Texas en ébullition : spacex et la menace des centres de données
Le comté de Grimes, au Texas, est en ébullition. La promesse d’une usine de semi-conducteurs, Terafab, portée par SpaceX et ses partenaires, Tesla et Intel, suscite une colère sourde et un rejet virulent de la part des habitants.
Un projet colossal, des craintes exacerbées
L’annonce d’une première phase, potentiellement étalée sur 100 000 mètres carrés – une superficie comparable à celle de plusieurs aéroports – a déclenché une réaction immédiate. SpaceX, ambitionnant de renforcer son autonomie en matière de composants pour ses centres de données d’IA, ses robotaxis et ses robots humanoïdes, s’est heurtée à une résistance farouche. Les chiffres sont vertigineux : un investissement initial estimé entre 55 et 119 milliards de dollars, un potentiel de production massive et un impact environnemental non négligeable.

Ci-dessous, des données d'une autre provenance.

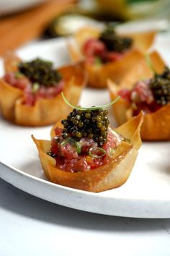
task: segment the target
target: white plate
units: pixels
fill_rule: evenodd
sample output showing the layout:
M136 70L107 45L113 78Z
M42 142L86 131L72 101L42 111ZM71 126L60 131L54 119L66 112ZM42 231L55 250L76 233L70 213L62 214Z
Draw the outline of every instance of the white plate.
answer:
M169 45L169 35L156 40L156 47L166 60L170 59ZM56 66L68 61L63 39L32 44L18 53L27 60L37 56L51 59ZM0 72L3 74L2 68ZM86 89L81 103L94 106L109 101L107 90ZM169 142L143 143L128 182L117 189L95 194L47 181L30 135L48 139L50 129L20 127L0 119L0 177L37 197L79 210L127 217L170 218Z

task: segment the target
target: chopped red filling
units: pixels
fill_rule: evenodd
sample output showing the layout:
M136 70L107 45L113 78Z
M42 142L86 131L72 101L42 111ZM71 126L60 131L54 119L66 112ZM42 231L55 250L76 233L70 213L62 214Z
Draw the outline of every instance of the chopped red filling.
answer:
M161 107L154 99L149 88L149 80L138 81L132 90L127 88L120 90L118 95L130 103L133 116L138 115L141 110L147 114L155 112Z
M97 39L89 39L83 46L83 53L89 64L107 63L121 59L124 54L108 51L104 43Z
M24 91L22 103L27 106L34 106L36 101L40 98L53 98L60 93L63 88L63 80L60 81L55 85L45 87L43 85L38 85L32 82L26 77L17 77L15 73L6 73L4 80L12 86Z
M107 142L101 148L101 152L92 139L82 138L79 142L73 138L64 140L62 132L62 129L55 128L56 136L52 140L50 152L56 161L56 167L69 172L90 171L108 163L120 141L120 137L109 129ZM92 155L89 154L91 149Z

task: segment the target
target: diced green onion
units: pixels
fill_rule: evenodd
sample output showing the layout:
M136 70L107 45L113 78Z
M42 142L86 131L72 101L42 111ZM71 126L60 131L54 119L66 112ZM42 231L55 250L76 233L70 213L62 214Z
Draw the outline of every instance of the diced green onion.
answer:
M75 141L75 145L76 146L76 150L77 150L78 154L80 154L81 152L81 147L80 143L79 143L77 141Z
M94 151L94 153L92 153L91 151ZM95 152L96 151L96 152ZM102 153L102 155L98 155L97 151ZM106 155L106 151L102 148L91 148L89 150L89 156L94 158L102 158L102 156L104 156L104 155Z
M15 76L16 78L22 78L22 77L24 77L24 74L22 74L19 72L17 72L14 73L14 76Z
M38 82L35 82L32 85L32 92L33 93L35 93L39 90L39 88L40 88L40 84Z

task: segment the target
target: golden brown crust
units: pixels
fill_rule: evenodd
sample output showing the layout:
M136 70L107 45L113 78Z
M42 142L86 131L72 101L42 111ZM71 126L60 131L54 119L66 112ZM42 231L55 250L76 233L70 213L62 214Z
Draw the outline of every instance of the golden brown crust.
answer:
M50 142L38 140L32 136L39 151L42 169L48 179L61 185L94 192L123 184L130 174L138 155L138 148L141 145L139 129L143 121L142 114L135 119L134 121L128 122L127 126L125 124L120 127L120 130L117 129L122 135L126 134L126 129L131 129L131 135L128 135L130 142L122 142L115 150L112 160L107 164L81 173L70 173L57 168L54 159L46 154L50 148ZM61 126L61 122L58 124ZM52 130L53 132L53 129Z
M165 67L164 61L158 53L153 52L151 55L154 69L161 72ZM126 77L117 85L112 81L108 81L108 89L112 100L117 97L117 91L128 88L131 89L135 82L141 79L141 74L145 78L150 78L153 74L145 59L138 62ZM130 82L133 81L133 83ZM118 125L132 119L132 108L130 104L125 100L120 98L113 106L112 111ZM143 122L140 129L140 136L145 140L170 140L170 104L159 110L144 115Z
M13 55L14 60L17 59ZM11 61L11 62L10 62ZM13 72L13 59L6 61L8 72ZM10 66L11 63L11 66ZM69 102L76 105L81 90L86 82L86 74L83 69L84 64L78 62L58 70L63 77L63 93ZM24 93L21 90L14 88L0 80L0 107L3 116L7 120L23 126L43 126L56 122L68 114L71 108L66 105L61 94L50 98L42 98L34 106L22 104Z
M76 46L68 43L71 58L76 61L84 58L81 48L88 38L97 38L100 30L96 27L86 27L79 30L74 35ZM85 68L89 74L88 85L93 88L104 88L107 87L107 79L109 78L119 83L133 67L137 60L143 56L152 45L155 32L125 35L134 39L133 48L128 51L125 56L116 61L101 65L93 65L86 63Z

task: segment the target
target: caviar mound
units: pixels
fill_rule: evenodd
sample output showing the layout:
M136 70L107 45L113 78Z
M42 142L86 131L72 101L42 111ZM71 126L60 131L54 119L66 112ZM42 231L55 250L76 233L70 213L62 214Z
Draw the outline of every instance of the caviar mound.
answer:
M50 141L36 140L33 136L32 137L37 148L42 169L49 181L74 189L99 192L118 187L128 179L138 150L141 145L140 128L142 121L143 114L140 114L115 129L115 132L125 136L129 142L122 141L109 163L84 172L70 173L56 168L55 159L46 153L50 148ZM51 130L52 138L55 128L61 127L61 122L53 126Z
M84 44L89 38L94 40L99 38L100 35L101 31L96 27L86 27L79 30L74 35L74 43L68 43L71 59L73 61L86 59L82 52ZM136 60L139 57L142 58L143 53L151 47L154 40L155 33L122 35L122 36L130 38L133 41L132 48L125 51L122 56L119 56L119 54L117 56L115 54L115 61L111 60L103 64L91 64L85 61L85 68L89 74L89 86L97 88L107 88L108 78L119 83L130 68L135 64Z
M157 52L150 55L152 65L158 74L162 73L165 64ZM151 79L153 73L147 64L145 58L139 60L134 69L122 79L120 85L108 81L110 98L114 100L122 89L132 89L134 83L141 79ZM153 79L153 78L152 78ZM118 125L133 118L130 103L121 98L112 108L112 111ZM170 104L168 103L153 111L146 113L140 129L141 138L144 140L170 140Z
M17 72L19 63L21 60L14 53L10 53L4 57L4 69L6 72ZM79 62L63 67L58 69L58 72L63 77L58 83L61 85L60 90L63 90L71 103L77 104L86 82L84 64ZM48 80L51 80L53 76L53 74L50 77L48 75ZM36 84L35 82L35 86ZM36 87L35 89L36 90ZM50 88L49 91L50 90ZM59 93L49 98L38 98L32 106L23 104L24 98L23 90L12 86L4 79L0 80L1 111L4 118L12 123L32 127L48 125L56 122L71 110L68 106L65 106Z

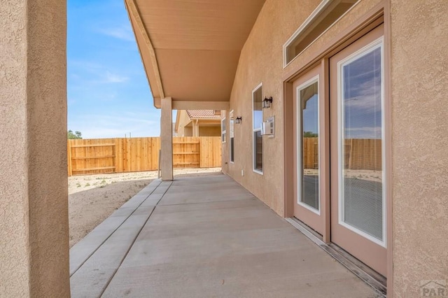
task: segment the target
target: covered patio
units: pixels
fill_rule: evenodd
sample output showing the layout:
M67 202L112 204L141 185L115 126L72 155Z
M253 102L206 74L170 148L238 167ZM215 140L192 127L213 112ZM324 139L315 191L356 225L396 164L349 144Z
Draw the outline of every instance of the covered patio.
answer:
M382 296L220 173L153 181L71 248L70 275L73 297Z

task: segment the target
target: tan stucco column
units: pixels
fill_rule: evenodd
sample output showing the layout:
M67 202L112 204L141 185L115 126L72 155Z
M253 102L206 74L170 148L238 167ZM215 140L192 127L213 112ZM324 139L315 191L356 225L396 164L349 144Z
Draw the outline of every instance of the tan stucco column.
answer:
M162 180L173 180L173 112L171 97L161 99L160 147L162 156L160 167Z
M70 296L66 15L0 0L0 297Z

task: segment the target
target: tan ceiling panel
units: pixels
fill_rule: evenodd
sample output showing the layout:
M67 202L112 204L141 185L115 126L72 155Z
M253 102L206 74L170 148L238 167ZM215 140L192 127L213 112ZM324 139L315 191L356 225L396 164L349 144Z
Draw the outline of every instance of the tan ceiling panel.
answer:
M156 50L165 96L178 101L228 101L239 51Z
M229 101L241 50L265 0L125 1L155 106L164 96Z
M155 48L240 50L265 0L138 0Z

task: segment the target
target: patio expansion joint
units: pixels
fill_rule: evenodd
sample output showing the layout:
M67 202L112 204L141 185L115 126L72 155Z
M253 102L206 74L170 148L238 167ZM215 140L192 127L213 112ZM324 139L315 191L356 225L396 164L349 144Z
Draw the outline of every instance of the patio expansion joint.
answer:
M314 244L333 257L336 261L337 261L337 262L341 264L356 276L371 287L376 292L378 295L377 297L386 297L386 288L385 285L377 281L377 278L373 277L372 274L364 271L351 260L344 256L331 246L323 242L321 239L309 231L303 224L300 222L295 218L285 218L285 220L300 232L307 236L307 238L314 242Z
M115 229L114 229L111 232L111 234L110 234L107 237L106 237L106 238L104 239L104 241L102 241L102 243L100 243L100 244L99 244L99 245L96 248L94 248L93 250L92 250L92 252L91 252L91 253L89 254L89 255L85 258L85 260L84 260L84 261L83 261L83 262L81 262L81 263L78 266L78 268L76 268L76 270L74 270L74 271L73 271L72 273L71 273L71 274L70 274L70 277L73 276L74 276L74 274L78 271L78 270L79 270L79 269L80 269L80 268L81 268L81 267L82 267L85 264L85 262L86 262L87 261L88 261L88 260L89 260L89 259L90 259L90 257L92 257L92 255L93 255L96 252L97 252L97 250L98 250L99 249L99 248L100 248L103 244L104 244L104 243L106 243L106 241L107 241L109 239L109 238L111 238L111 236L113 234L113 233L115 233L115 232L118 229L120 229L120 227L121 227L123 225L123 224L126 222L126 220L128 220L128 219L129 219L129 218L130 218L130 217L131 217L131 216L132 216L132 215L135 213L135 211L136 211L136 210L137 210L137 209L138 209L138 208L139 208L139 207L140 207L140 206L141 206L141 205L142 205L142 204L144 204L144 202L148 199L148 198L149 198L149 197L153 194L153 193L155 191L155 190L157 190L157 189L158 189L158 187L160 185L160 184L162 184L162 182L161 182L161 181L160 181L160 182L159 182L159 184L158 184L158 185L157 185L157 186L156 186L155 187L154 187L154 189L150 192L150 193L149 193L149 194L148 194L148 196L146 196L146 197L145 198L145 199L144 199L144 200L143 200L140 204L139 204L139 205L138 205L138 206L136 206L135 207L135 209L134 209L134 211L133 211L132 213L130 213L129 214L129 215L127 215L127 216L126 217L126 218L125 218L125 220L123 220L123 221L122 221L122 222L121 222L118 226L117 226L117 227L116 227ZM171 186L171 185L170 185L169 186ZM138 193L137 193L136 194L138 194ZM159 201L160 201L160 200L159 200ZM159 201L158 201L158 204L159 203ZM152 213L152 212L151 212L151 213Z
M179 205L197 205L197 204L216 204L216 203L222 203L226 201L245 201L245 200L255 200L255 198L244 198L244 199L227 199L223 201L194 201L194 202L188 202L188 203L179 203L179 204L167 204L164 205L160 205L160 207L167 206L179 206ZM234 208L241 208L241 207L234 207Z
M154 190L153 190L153 192L151 192L152 194L154 191L155 191L155 190L157 190L159 186L160 186L160 185L162 184L162 182L160 183L159 183L158 185L158 186L154 189ZM129 248L127 248L127 250L126 250L126 253L125 253L125 255L123 255L123 257L121 259L121 260L120 261L120 264L118 264L118 266L117 266L117 268L115 269L115 270L113 271L113 273L112 274L112 275L111 276L111 278L109 278L109 280L107 281L107 283L106 283L106 285L104 286L104 288L103 288L103 290L102 290L101 295L99 295L99 297L102 297L103 294L104 294L104 292L106 291L106 290L107 289L107 287L108 287L109 284L111 283L111 281L112 281L112 280L113 279L113 277L115 276L115 275L116 274L117 271L118 271L118 269L121 267L122 264L123 263L125 259L126 259L126 257L127 256L127 255L129 254L130 250L131 250L131 248L132 248L132 246L134 246L134 243L135 243L135 241L136 241L137 238L139 238L139 236L140 235L140 233L141 233L141 230L143 230L143 228L146 225L146 223L148 223L148 221L149 220L149 219L150 218L151 215L153 215L153 213L154 213L154 211L155 210L155 208L158 206L158 205L159 204L159 203L160 202L160 201L162 201L162 199L163 198L163 197L165 195L165 194L167 193L167 192L169 190L169 188L171 187L171 186L173 185L173 182L171 181L169 185L168 185L168 187L167 187L167 189L165 190L165 191L163 192L163 194L162 194L162 196L160 197L160 199L159 199L159 200L158 201L158 202L155 204L155 205L154 206L154 208L153 208L153 211L150 212L150 213L149 213L149 216L148 216L148 218L146 218L146 220L145 220L145 222L141 225L141 227L139 229L139 232L137 232L136 235L135 235L135 237L134 238L134 239L132 240L132 242L131 243L131 245L129 246ZM140 207L140 206L141 206L145 201L146 201L146 199L150 197L150 194L149 194L148 196L148 197L146 197L146 199L145 199L139 205L137 208L135 208L135 210L134 211L134 212L135 212L139 207ZM132 212L132 213L134 213L134 212ZM126 221L126 220L125 220Z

Mais ce n’est pas tant la taille du projet qui inquiète les riverains que son caractère profondément incompatible avec l’identité rurale de Grimes. Un comté où 30 000 habitants vivent à une heure de Houston, et qui se sent menacé par une vague technologique qui, selon eux, ne respecte aucunement le rythme de vie local. La transparence est une denrée rare, et les questions sur les besoins en eau, les rejets d’eaux usées, l’utilisation de produits chimiques et les plans d’expansion à long terme restent, pour l’instant, lettre morte.

La colère des citoyens
Lors de la réunion publique où la Cour des Commissaires du comté a accordé à SpaceX une exonération fiscale et une zone de réinvestissement, l'ambiance était électrique. « La gente no quiere esto. La participación de hoy es muy indicativa de que, si se sometiera a votación, la gran mayoría votaría en contra
», a déclaré un habitant, illustrant parfaitement le sentiment général. Ce n’est pas seulement un rejet du projet lui-même, mais aussi une critique du processus décisionnel. Marie Egyed, membre de l’association « Citoyens du comté de Grimes pour le Développement Responsable », a d’ailleurs dénoncé « une absence totale de transparence
» et souligné que les habitants ne devraient pas être obligés de se battre pour comprendre les contours de cette entreprise.

L’ia, un combat de fond
Cette opposition à Terafab s’inscrit dans un mouvement national plus large. D’autres villes et communautés ont déjà adopté des moratoires sur la construction de centres de données, craignant les conséquences sur leurs ressources, leur environnement et leur qualité de vie. La course à la domination de l'IA est une course aux conflits. Et si le Texas, avec son ambition démesurée, devenait le terrain de jeu de cette bataille ? L’avenir de Grimes, et peut-être de l’Amérique rurale, est en jeu. L’Espagne, quant à elle, consacre 800 millions d’euros à un projet de centre de données de l’Union Européenne, témoignant d’une dynamique qui ne faiblit pas.